If you like chocolate-covered cherries, I think you’ll like this one. I love them and love this. And while I couldn’t find any info about particular certifications, this is vegan.
Flavors: Cherry, Chocolate
You know how sometimes when you’re painting you start out with these lofty aspirations of colour experimentation? I’m just going add a dash of this, and a dash of that, and… And in the end the beautiful hue you were hoping to create resembles something not entirely unlike … mud?
That’s this tea. It is … not good. It seems like it would be lovely, on paper, but no. Sadly, the result is a thing whose fragrance made my nose crinkle and whose taste made my tongue try to mimic my nose. I can’t even describe why it’s so awful, it just is.
I don’t have the heart to rate it, just stashing this note here so I don’t accidentally buy it.
Ach, I’m so far behind on logging my slurps! I’m not saying I bought too many advent calendars this year, because what even is that, but…
Anyway. Yawn is a brand new to me (and apparently to Steepster, so I guess I’ll be adding a bunch of new blends to the database) and now that Christmas has come and gone, I’m cheating by reading the back of their advent calendar box and just selecting whichever tea I feel like trying. Today we start with number 24, the last in the box.
Star anise is an interesting choice here. Black jellybean flavour wouldn’t be my first choice to add to a gingerbread blend, but it works pretty well. What I like most about it is that you get a nice and mild liquorice-y flavour without the usual coating of the tongue and throat that liquorice in tea tends to do. Maybe it’s just me, but liquorice teas always make me scramble for the tongue scraper when I’m done.
What’s a little less nice is that no matter how you shake it, anything liquorice-like doesn’t know how to be subtle; consequently, while the other spices give this blend a nice sort of roundness and depth, it’s still blatantly liquorice-y. Still, it’s quite nice.
I was very happy when I opened this pouch. Just three ingredients (red rooibos, bergamot, and cornflower), and I love both rooibos and bergamot.
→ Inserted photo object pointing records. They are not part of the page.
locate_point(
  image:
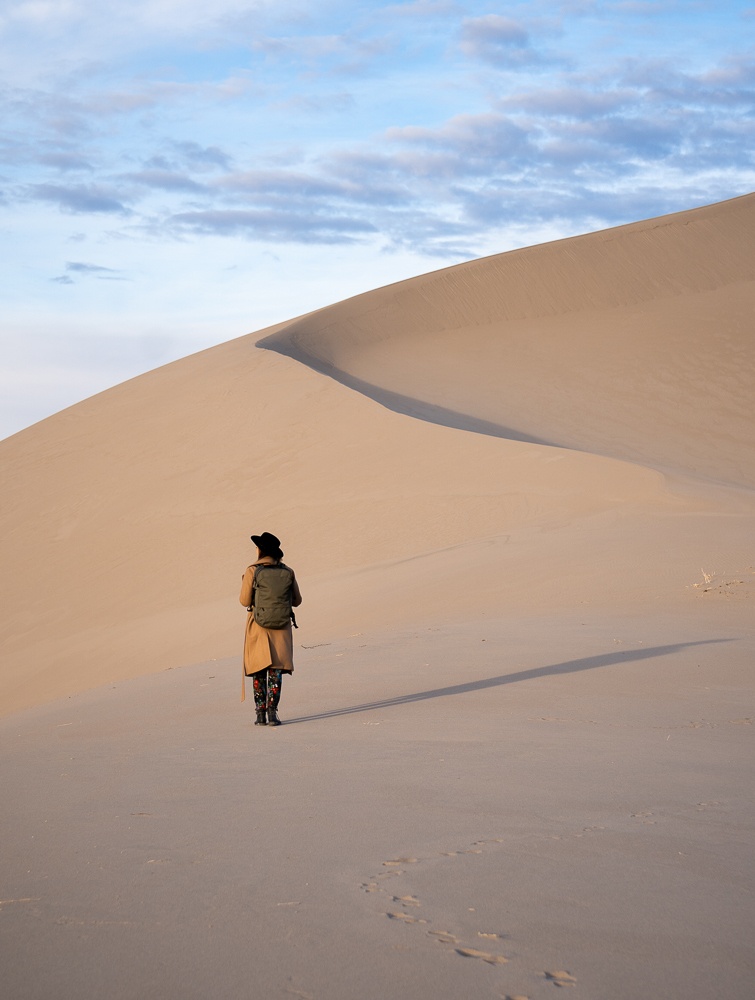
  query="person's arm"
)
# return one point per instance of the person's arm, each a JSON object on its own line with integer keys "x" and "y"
{"x": 295, "y": 594}
{"x": 247, "y": 586}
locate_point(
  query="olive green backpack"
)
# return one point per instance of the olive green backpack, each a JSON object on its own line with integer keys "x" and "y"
{"x": 271, "y": 596}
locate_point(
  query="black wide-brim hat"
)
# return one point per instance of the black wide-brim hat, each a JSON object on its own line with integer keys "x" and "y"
{"x": 268, "y": 544}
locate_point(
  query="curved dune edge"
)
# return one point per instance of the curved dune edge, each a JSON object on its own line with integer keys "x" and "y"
{"x": 634, "y": 343}
{"x": 126, "y": 518}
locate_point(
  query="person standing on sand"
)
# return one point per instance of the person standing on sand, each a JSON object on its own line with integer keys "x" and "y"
{"x": 269, "y": 591}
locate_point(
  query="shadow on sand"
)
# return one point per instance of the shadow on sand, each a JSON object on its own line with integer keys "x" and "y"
{"x": 568, "y": 667}
{"x": 396, "y": 401}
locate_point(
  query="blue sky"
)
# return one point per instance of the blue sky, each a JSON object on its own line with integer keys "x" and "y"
{"x": 176, "y": 173}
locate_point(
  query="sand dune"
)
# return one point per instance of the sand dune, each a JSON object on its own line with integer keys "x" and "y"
{"x": 519, "y": 733}
{"x": 635, "y": 342}
{"x": 125, "y": 519}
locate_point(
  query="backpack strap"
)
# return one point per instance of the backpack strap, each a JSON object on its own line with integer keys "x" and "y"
{"x": 278, "y": 565}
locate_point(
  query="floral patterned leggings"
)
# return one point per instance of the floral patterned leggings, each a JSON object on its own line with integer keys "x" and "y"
{"x": 267, "y": 685}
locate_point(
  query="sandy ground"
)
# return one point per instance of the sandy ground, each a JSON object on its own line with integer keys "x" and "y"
{"x": 573, "y": 798}
{"x": 517, "y": 752}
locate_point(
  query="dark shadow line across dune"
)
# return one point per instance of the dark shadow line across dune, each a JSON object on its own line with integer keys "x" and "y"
{"x": 554, "y": 669}
{"x": 396, "y": 401}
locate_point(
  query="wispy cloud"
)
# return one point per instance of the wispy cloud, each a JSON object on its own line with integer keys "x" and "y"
{"x": 79, "y": 198}
{"x": 162, "y": 134}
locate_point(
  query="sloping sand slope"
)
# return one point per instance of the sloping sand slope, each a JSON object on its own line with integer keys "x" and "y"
{"x": 125, "y": 519}
{"x": 635, "y": 342}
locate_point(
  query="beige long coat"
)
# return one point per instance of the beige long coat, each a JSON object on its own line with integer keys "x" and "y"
{"x": 266, "y": 647}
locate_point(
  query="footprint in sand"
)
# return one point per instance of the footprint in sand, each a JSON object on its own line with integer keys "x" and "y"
{"x": 486, "y": 956}
{"x": 560, "y": 978}
{"x": 444, "y": 937}
{"x": 406, "y": 918}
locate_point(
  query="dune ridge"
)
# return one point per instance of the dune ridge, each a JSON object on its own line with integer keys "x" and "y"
{"x": 125, "y": 519}
{"x": 596, "y": 343}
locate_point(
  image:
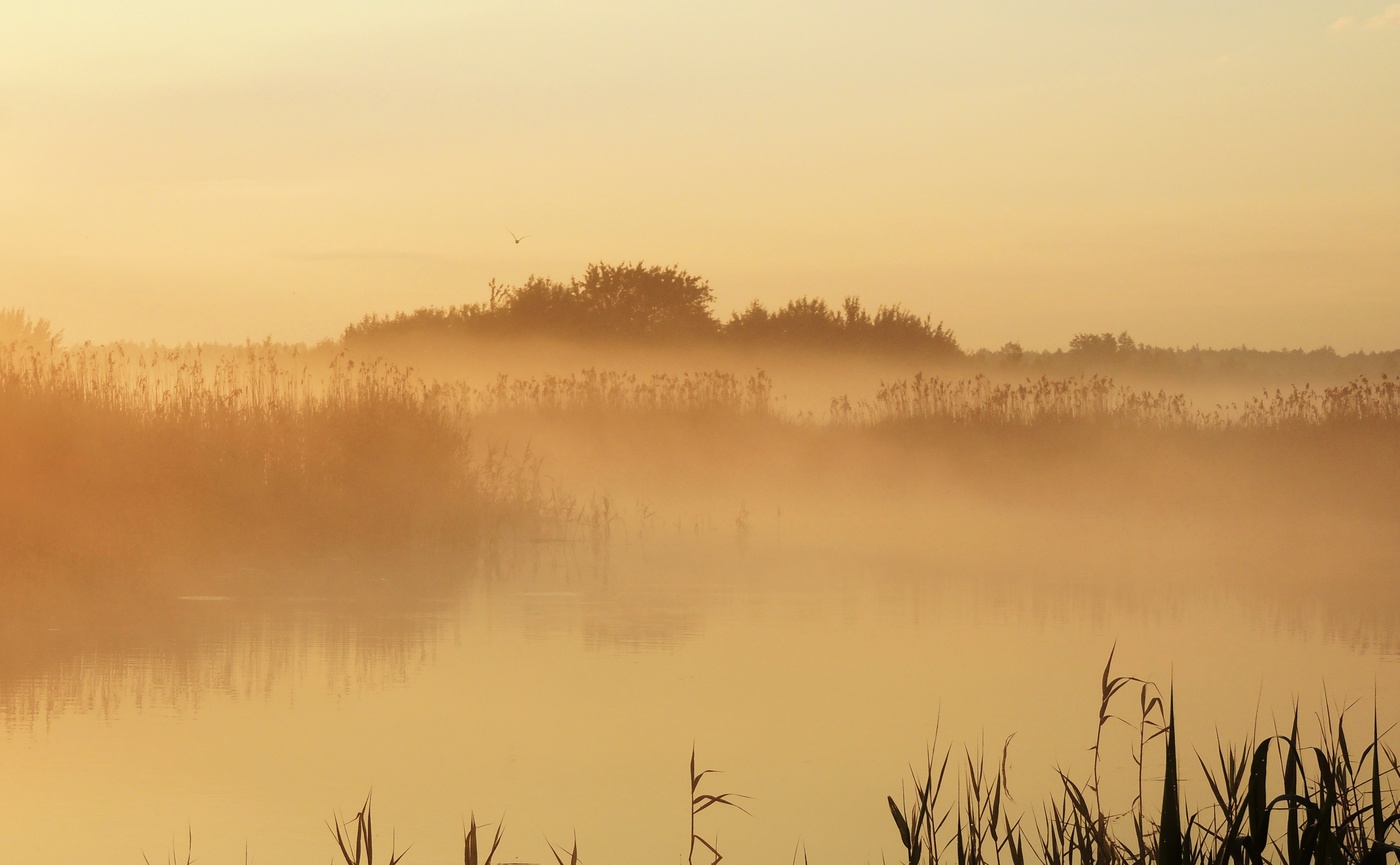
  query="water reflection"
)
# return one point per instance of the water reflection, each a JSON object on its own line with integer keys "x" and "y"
{"x": 567, "y": 690}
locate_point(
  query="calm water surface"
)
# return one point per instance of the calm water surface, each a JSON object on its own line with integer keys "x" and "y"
{"x": 566, "y": 694}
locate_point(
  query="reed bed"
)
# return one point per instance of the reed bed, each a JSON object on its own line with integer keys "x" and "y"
{"x": 133, "y": 454}
{"x": 116, "y": 455}
{"x": 1280, "y": 799}
{"x": 979, "y": 402}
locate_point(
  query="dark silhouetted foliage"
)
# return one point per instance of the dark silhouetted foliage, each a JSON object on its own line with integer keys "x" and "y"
{"x": 637, "y": 301}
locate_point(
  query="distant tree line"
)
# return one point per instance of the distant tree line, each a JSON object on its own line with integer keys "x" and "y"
{"x": 1109, "y": 353}
{"x": 650, "y": 303}
{"x": 667, "y": 304}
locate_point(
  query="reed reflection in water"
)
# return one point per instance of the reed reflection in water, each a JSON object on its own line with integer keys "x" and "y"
{"x": 567, "y": 697}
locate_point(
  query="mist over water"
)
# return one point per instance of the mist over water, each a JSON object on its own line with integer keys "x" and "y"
{"x": 689, "y": 549}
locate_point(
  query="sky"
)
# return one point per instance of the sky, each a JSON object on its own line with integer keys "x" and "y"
{"x": 1193, "y": 172}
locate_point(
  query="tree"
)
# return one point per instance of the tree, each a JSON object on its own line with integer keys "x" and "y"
{"x": 639, "y": 300}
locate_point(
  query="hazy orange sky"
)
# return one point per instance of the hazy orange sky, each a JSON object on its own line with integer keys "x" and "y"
{"x": 1193, "y": 172}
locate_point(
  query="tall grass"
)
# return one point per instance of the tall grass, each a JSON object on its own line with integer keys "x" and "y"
{"x": 980, "y": 402}
{"x": 1278, "y": 801}
{"x": 1284, "y": 799}
{"x": 114, "y": 455}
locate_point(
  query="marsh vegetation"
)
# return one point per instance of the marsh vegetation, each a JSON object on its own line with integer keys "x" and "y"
{"x": 608, "y": 461}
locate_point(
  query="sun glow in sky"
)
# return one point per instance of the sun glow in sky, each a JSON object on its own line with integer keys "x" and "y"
{"x": 1189, "y": 171}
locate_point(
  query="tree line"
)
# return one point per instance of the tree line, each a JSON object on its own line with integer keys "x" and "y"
{"x": 653, "y": 303}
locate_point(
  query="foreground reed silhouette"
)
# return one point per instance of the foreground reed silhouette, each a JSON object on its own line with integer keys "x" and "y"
{"x": 1277, "y": 801}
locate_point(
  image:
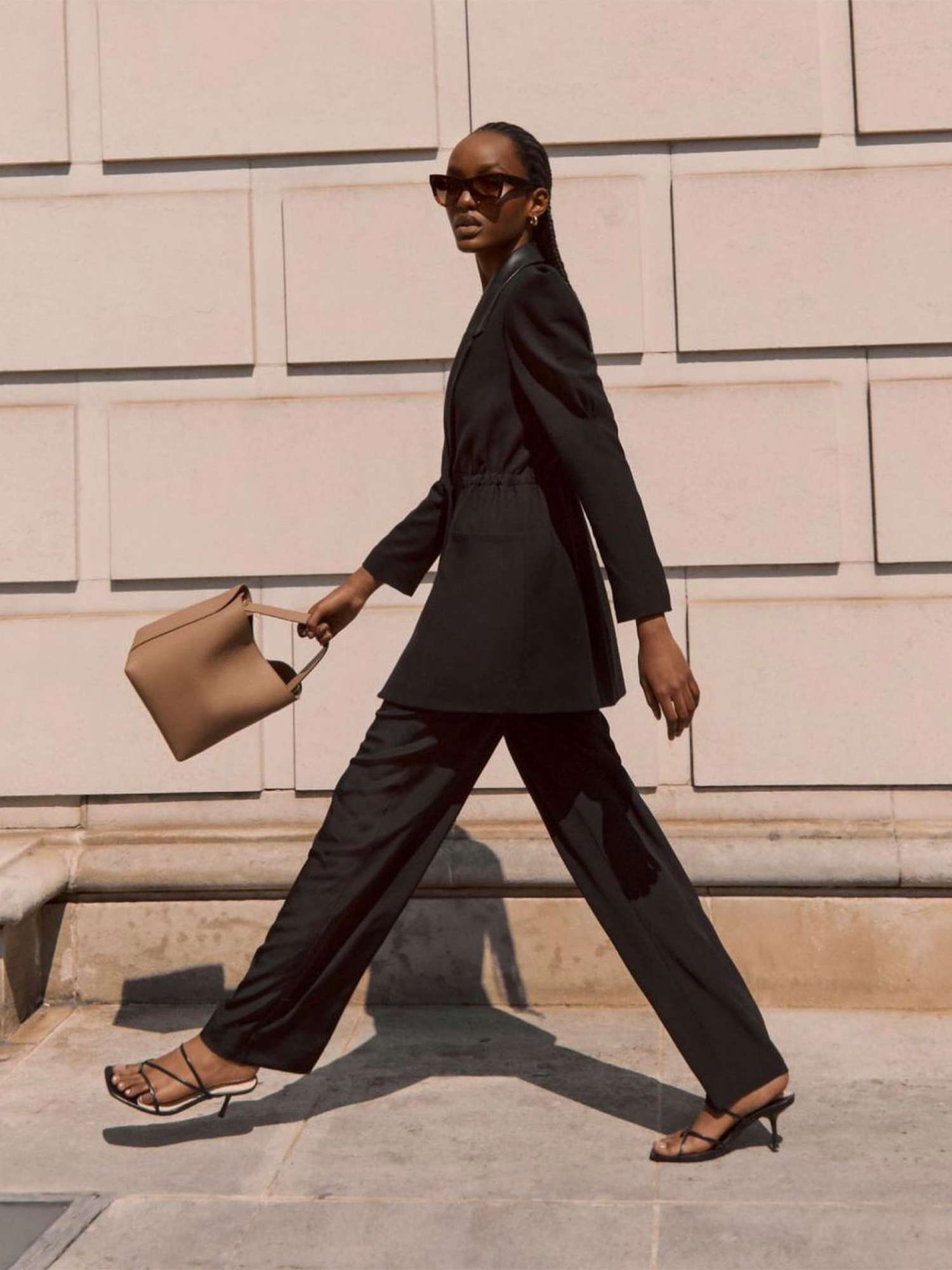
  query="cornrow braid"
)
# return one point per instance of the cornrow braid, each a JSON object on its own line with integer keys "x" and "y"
{"x": 535, "y": 161}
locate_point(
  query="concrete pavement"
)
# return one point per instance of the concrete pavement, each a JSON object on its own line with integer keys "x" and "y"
{"x": 461, "y": 1139}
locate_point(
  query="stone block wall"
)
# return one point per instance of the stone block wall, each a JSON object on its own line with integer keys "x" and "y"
{"x": 228, "y": 311}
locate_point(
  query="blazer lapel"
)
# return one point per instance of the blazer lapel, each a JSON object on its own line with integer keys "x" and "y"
{"x": 519, "y": 260}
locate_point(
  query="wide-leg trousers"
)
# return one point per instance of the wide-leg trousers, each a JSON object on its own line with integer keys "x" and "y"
{"x": 390, "y": 812}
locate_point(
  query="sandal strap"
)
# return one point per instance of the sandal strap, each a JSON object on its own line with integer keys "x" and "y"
{"x": 152, "y": 1062}
{"x": 699, "y": 1135}
{"x": 715, "y": 1111}
{"x": 152, "y": 1088}
{"x": 201, "y": 1083}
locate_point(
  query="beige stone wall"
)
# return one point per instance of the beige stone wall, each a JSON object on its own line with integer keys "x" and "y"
{"x": 228, "y": 309}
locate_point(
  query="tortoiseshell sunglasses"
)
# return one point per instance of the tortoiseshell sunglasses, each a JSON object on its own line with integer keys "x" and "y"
{"x": 486, "y": 189}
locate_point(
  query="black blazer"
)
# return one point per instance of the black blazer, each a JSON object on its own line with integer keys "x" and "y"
{"x": 519, "y": 618}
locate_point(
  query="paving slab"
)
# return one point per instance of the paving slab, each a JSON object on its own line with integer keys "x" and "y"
{"x": 873, "y": 1118}
{"x": 492, "y": 1137}
{"x": 58, "y": 1095}
{"x": 828, "y": 1236}
{"x": 355, "y": 1235}
{"x": 417, "y": 1093}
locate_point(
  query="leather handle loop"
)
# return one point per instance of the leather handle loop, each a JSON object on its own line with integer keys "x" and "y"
{"x": 293, "y": 615}
{"x": 303, "y": 675}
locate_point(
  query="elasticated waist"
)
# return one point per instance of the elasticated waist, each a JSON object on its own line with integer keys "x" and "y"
{"x": 524, "y": 478}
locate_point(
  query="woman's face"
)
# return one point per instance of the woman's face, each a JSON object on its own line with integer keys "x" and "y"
{"x": 486, "y": 225}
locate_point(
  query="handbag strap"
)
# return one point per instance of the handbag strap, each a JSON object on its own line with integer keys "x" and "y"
{"x": 293, "y": 615}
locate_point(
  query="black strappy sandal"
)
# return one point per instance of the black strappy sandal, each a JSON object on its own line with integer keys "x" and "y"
{"x": 202, "y": 1090}
{"x": 729, "y": 1139}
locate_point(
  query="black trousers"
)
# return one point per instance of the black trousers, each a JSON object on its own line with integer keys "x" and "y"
{"x": 390, "y": 812}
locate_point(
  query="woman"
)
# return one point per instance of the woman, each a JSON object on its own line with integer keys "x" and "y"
{"x": 516, "y": 641}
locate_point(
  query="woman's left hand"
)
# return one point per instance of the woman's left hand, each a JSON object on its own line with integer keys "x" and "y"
{"x": 666, "y": 676}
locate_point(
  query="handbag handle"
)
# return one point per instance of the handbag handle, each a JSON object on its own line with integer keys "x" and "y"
{"x": 293, "y": 615}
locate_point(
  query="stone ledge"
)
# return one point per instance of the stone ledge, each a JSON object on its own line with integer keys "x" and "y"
{"x": 497, "y": 858}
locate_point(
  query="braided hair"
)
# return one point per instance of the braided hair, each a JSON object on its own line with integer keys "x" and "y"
{"x": 539, "y": 171}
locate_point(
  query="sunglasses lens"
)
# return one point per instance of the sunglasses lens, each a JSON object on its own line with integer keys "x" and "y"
{"x": 491, "y": 186}
{"x": 487, "y": 187}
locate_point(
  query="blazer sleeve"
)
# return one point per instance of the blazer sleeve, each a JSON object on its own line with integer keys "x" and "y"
{"x": 404, "y": 556}
{"x": 557, "y": 378}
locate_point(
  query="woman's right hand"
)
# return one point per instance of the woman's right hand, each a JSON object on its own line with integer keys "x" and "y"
{"x": 337, "y": 609}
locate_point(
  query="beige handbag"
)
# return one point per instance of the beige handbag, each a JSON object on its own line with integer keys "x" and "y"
{"x": 201, "y": 675}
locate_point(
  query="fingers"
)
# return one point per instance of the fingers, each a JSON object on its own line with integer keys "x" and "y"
{"x": 317, "y": 627}
{"x": 651, "y": 698}
{"x": 680, "y": 705}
Both are apparent when you stick your nose in the pouch, although I had to work for the bergamot a bit. After steeping in boilingish water for 10ish minutes, I was surprised to discover that I had to work even harder to taste anything but rooibos. I was able to taste it a bit after the nyum-nyum test, but it’s waaaaay too subtle for me. This is a perfectly lovely rooibos, but I can’t say it’s much more than that. (To be clear, I love rooibos and could drink it all day, but I could also pay a lot less for plain rooibos in bulk than for the artisanal blends created by Casting Whimsy.)
The idea of rooibos and bergamot is lovely (more bergamot and no caffeine yes please) and I feel like I tried an Earl Grey rooibos recently that I liked better than this. I’ll have to check my notes and order more of that. =)
Welp, I goofed. =(
I wanted to make a note of this blend as one that I definitely wouldn’t mind trying again, and trying properly. Despite a thorough rinsing, the peppermint from my last cup of tea lingered and ruined this one for me. It’s very clearly peaches and cream, but it’s pretty subtle. I’ve never had sencha and Chun Mee before (had to look them up!) but I think this could have been a nicely layered cup, had I been able to taste it properly. No rating as that’d be unfair.
This blend had such potential! Black tea, lemongrass, and lemon balm would’ve been amazing. It was ruined by the peppermint, which is all I could smell and taste! Ugh. If you want peppermint, just get peppermint.